As with Shelley’s “Ozymandias” he draws from the historical character of
Ramses II to illustrate his notion of the temporality of earthly things. The last whole idea, a mere three lines,
reads:
Nothing beside
remains: round the decay
Of that colossal
wreck, boundless and bare,
The lone and
level sands stretch far away.
Shelley utilizes a very advanced vocabulary and to even
appreciate what he is writing about, one has to have a sense of the history
surrounding the poem.
Moving
forward to the end of the nineteenth century, there is a great shift. American
poet, Edwin Arlington Robinson’s “Richard Cory” opens with a description of the
title character:
Whenever Richard
Cory went down town,
We people on the pavement looked
at him:
He was a
gentleman from sole to crown,
Clean favored,
and imperially slim.
As an example of a ballad, this poem speaks with a much more
colloquial language and serves more of a story-telling function. Moreover,
anyone could read the poem without knowing any of the history behind the terms
in order to understand the poem.
Dunbar’s
poetry takes its cue from the latter style.
It is based around the more concrete and colloquial. Rather than focusing on the remote and lofty
ideas which Shelley espouses, Dunbar speaks on an earthly, human basis. Yet,
Dunbar brings in a new dimension to this.
Rather than simply writing in a casual, day-to-day vocabulary, he
translated roughly half of his poems into what was generalized as the black
vernacular, or “Negro dialect.” This use
of common language can be seen in “A Negro Love Song,” the first stanza of
which contains the lines:
Hel' huh han' an' sque'z it tight,
Jump back, honey,
jump back.
Hyeahd huh sigh a
little sigh.
This can be contrasted to the more standard style exhibited
in his “Dreams,” which opens:
Dream on, for
dreams are sweet:
Do not awaken!
Dream on, and at
thy feet
Pomegranates
shall be shaken.
These two poems allow for a good comparison. “Dreams,” written in a more common mode,
expresses Dunbar’s thoughts similarly to how Robinson expresses his own.
When the
shift of style and content across the 19th Century is viewed this
way, the newness of Dunbar’s style really stands out in stark contrast. Shelley wrote his poems with formal language,
historical references, and weighty references.

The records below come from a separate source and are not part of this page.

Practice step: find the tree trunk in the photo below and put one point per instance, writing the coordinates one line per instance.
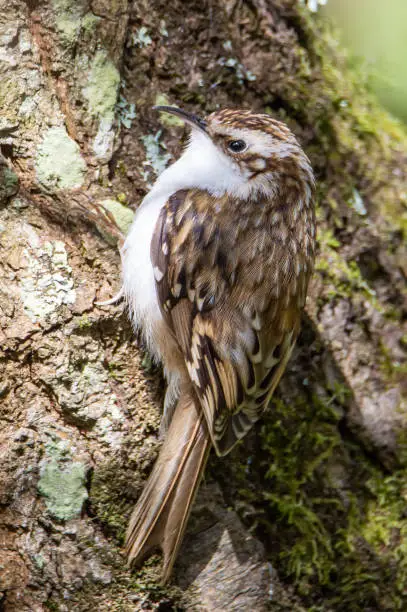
(307, 513)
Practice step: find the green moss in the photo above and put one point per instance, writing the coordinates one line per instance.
(102, 89)
(62, 483)
(58, 163)
(332, 523)
(346, 277)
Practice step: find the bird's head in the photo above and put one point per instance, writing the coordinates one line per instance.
(240, 151)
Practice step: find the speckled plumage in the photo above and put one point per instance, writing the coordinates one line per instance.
(230, 260)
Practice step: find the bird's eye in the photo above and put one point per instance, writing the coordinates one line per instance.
(237, 146)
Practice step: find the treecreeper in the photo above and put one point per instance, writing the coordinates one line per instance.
(216, 268)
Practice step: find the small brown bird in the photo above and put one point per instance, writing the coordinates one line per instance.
(215, 271)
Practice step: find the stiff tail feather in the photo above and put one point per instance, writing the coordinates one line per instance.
(161, 514)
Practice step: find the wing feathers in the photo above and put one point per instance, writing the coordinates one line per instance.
(222, 311)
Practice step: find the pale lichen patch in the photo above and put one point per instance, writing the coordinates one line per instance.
(101, 94)
(62, 482)
(46, 283)
(58, 162)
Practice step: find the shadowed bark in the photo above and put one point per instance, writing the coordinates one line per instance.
(307, 513)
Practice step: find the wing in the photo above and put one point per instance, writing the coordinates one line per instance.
(224, 309)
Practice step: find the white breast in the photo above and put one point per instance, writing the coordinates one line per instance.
(138, 275)
(201, 166)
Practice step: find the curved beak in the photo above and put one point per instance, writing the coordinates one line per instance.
(190, 118)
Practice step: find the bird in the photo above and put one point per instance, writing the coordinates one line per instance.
(215, 272)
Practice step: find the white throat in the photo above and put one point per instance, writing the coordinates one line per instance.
(204, 166)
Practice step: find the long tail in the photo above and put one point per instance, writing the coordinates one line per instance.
(161, 513)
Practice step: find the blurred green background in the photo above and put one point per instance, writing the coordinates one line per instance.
(375, 31)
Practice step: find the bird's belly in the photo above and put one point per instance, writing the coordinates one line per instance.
(138, 275)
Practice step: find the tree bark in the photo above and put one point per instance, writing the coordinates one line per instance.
(307, 513)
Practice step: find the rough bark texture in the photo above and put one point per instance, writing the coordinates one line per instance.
(308, 513)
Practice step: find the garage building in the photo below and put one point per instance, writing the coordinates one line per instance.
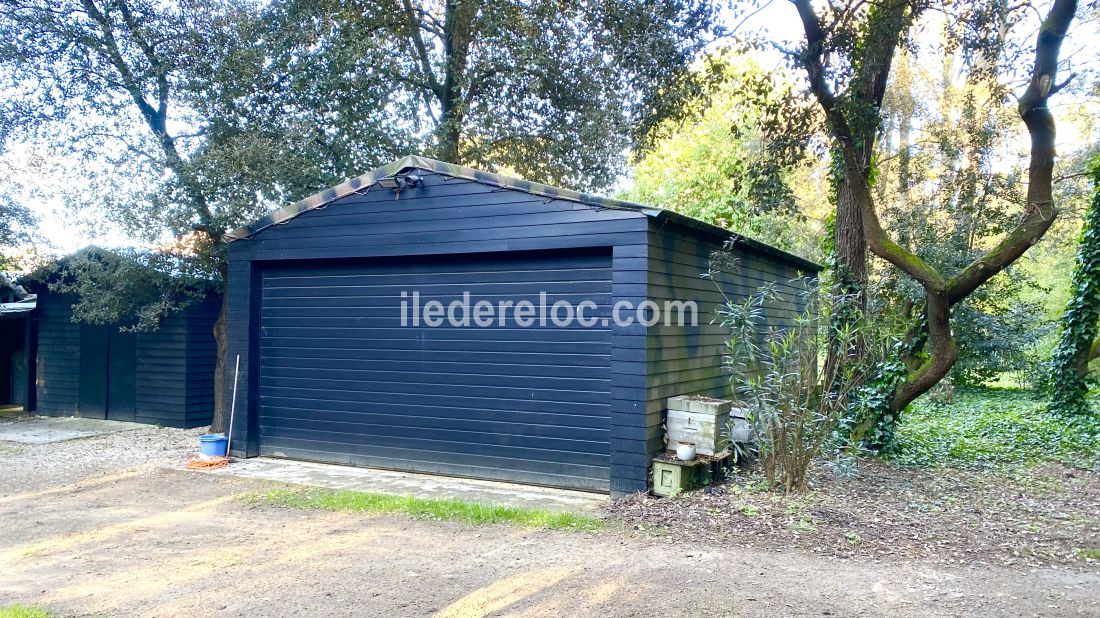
(330, 373)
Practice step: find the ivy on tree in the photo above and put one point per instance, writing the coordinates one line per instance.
(1079, 344)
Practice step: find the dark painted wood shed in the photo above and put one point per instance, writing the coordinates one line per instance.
(330, 373)
(98, 371)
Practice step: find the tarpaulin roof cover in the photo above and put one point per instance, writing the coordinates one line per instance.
(361, 184)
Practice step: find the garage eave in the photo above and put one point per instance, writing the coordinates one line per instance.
(361, 184)
(413, 162)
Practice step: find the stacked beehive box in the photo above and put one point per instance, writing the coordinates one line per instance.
(710, 423)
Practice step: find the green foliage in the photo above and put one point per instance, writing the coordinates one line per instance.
(450, 509)
(985, 428)
(128, 287)
(743, 162)
(1068, 383)
(794, 408)
(946, 192)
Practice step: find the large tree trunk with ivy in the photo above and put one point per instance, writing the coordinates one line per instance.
(1079, 343)
(883, 31)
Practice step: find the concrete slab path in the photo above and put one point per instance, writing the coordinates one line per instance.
(416, 485)
(47, 430)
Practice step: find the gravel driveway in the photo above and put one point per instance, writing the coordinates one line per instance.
(110, 527)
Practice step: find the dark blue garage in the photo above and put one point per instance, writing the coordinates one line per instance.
(415, 318)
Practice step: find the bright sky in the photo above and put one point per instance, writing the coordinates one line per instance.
(64, 233)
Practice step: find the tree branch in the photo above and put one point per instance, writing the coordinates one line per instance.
(421, 50)
(877, 239)
(1040, 212)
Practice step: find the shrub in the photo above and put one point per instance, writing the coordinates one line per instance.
(993, 427)
(793, 407)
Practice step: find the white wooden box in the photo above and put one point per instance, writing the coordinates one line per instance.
(710, 432)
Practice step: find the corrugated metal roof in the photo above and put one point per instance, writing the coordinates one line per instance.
(12, 309)
(413, 162)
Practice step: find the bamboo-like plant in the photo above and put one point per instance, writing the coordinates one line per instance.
(792, 406)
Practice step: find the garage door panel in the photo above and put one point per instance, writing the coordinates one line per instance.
(530, 425)
(447, 448)
(341, 379)
(540, 473)
(292, 313)
(370, 377)
(349, 389)
(525, 410)
(377, 334)
(309, 305)
(491, 356)
(459, 437)
(398, 368)
(448, 266)
(508, 280)
(312, 345)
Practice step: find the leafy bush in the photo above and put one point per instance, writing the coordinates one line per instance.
(793, 407)
(988, 427)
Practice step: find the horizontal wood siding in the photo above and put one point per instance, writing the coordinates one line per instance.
(58, 356)
(173, 373)
(685, 360)
(455, 218)
(201, 361)
(162, 373)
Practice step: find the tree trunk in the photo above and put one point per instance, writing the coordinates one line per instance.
(849, 274)
(220, 337)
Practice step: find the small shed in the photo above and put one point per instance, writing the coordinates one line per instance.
(333, 367)
(17, 346)
(100, 371)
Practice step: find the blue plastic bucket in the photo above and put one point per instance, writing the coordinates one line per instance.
(213, 444)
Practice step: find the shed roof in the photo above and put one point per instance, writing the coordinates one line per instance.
(361, 184)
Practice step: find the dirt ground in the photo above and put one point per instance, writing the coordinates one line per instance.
(154, 541)
(1025, 517)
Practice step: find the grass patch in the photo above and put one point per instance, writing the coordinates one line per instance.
(425, 508)
(23, 611)
(1092, 553)
(993, 427)
(9, 449)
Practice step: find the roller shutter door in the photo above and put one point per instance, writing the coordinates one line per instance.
(342, 381)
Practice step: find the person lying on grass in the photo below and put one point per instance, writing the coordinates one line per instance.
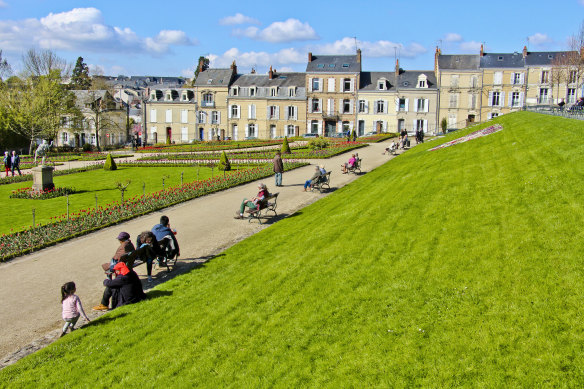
(255, 203)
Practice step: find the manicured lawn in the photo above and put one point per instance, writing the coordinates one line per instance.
(89, 184)
(456, 267)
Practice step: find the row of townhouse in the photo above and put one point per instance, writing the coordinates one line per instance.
(334, 95)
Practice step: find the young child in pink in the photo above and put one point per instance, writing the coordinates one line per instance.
(72, 307)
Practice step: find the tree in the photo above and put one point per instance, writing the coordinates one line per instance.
(202, 64)
(80, 77)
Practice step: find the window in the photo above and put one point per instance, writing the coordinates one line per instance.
(315, 105)
(252, 131)
(571, 95)
(453, 102)
(316, 84)
(347, 85)
(498, 78)
(379, 106)
(314, 127)
(215, 117)
(235, 111)
(402, 106)
(543, 93)
(346, 106)
(495, 99)
(515, 99)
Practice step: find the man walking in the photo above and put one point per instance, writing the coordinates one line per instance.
(278, 168)
(15, 163)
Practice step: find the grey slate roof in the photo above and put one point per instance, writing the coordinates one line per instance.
(214, 77)
(459, 62)
(333, 64)
(502, 60)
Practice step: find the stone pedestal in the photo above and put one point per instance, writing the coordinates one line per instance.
(42, 178)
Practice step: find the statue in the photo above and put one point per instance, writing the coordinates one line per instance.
(42, 151)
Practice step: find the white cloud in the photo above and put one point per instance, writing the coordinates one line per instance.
(84, 29)
(539, 39)
(471, 46)
(238, 19)
(452, 37)
(277, 32)
(375, 49)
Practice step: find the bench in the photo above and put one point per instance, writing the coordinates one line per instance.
(321, 182)
(356, 168)
(268, 205)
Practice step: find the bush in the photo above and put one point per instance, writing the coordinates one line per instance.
(224, 163)
(110, 164)
(318, 144)
(285, 147)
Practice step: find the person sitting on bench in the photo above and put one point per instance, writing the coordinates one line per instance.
(349, 164)
(255, 203)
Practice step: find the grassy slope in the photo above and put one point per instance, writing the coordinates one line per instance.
(88, 184)
(454, 267)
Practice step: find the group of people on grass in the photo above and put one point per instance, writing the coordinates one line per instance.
(11, 163)
(122, 283)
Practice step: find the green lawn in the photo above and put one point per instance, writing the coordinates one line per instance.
(456, 267)
(89, 184)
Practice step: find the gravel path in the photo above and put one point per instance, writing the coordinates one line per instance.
(30, 313)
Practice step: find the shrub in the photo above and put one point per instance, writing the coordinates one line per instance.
(318, 144)
(285, 146)
(110, 164)
(224, 162)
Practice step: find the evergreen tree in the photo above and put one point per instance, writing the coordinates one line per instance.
(80, 77)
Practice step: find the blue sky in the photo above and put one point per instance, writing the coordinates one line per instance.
(166, 38)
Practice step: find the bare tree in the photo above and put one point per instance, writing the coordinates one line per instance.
(38, 63)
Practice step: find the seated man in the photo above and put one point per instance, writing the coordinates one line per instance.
(349, 164)
(162, 231)
(255, 203)
(125, 247)
(315, 176)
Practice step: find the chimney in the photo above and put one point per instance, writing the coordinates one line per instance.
(396, 69)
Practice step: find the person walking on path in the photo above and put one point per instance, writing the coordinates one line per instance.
(15, 163)
(6, 163)
(278, 168)
(72, 308)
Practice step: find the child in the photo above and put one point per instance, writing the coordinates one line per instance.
(72, 307)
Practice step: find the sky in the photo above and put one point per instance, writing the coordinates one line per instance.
(166, 38)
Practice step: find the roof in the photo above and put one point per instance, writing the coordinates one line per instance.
(502, 60)
(214, 77)
(458, 62)
(333, 64)
(369, 81)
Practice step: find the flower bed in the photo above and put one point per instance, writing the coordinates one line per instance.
(88, 220)
(29, 193)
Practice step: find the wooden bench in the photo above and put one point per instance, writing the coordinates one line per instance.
(322, 182)
(356, 168)
(269, 205)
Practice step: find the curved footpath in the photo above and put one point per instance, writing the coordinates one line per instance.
(30, 314)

The later poetry expresses a much more fictional, almost story-like
quality that can easily be picked up and understood by any reader without much
difficulty. Dunbar took this a step
further in a number of his poems by expressing the thought in what was
generalized as being the way in which black people spoke. Although Dunbar detested the stereotyping of
African American culture this way, it gave his poetry a distinctive attribute
that helped to immortalize him as an icon of pre-Harlem Renaissance literature.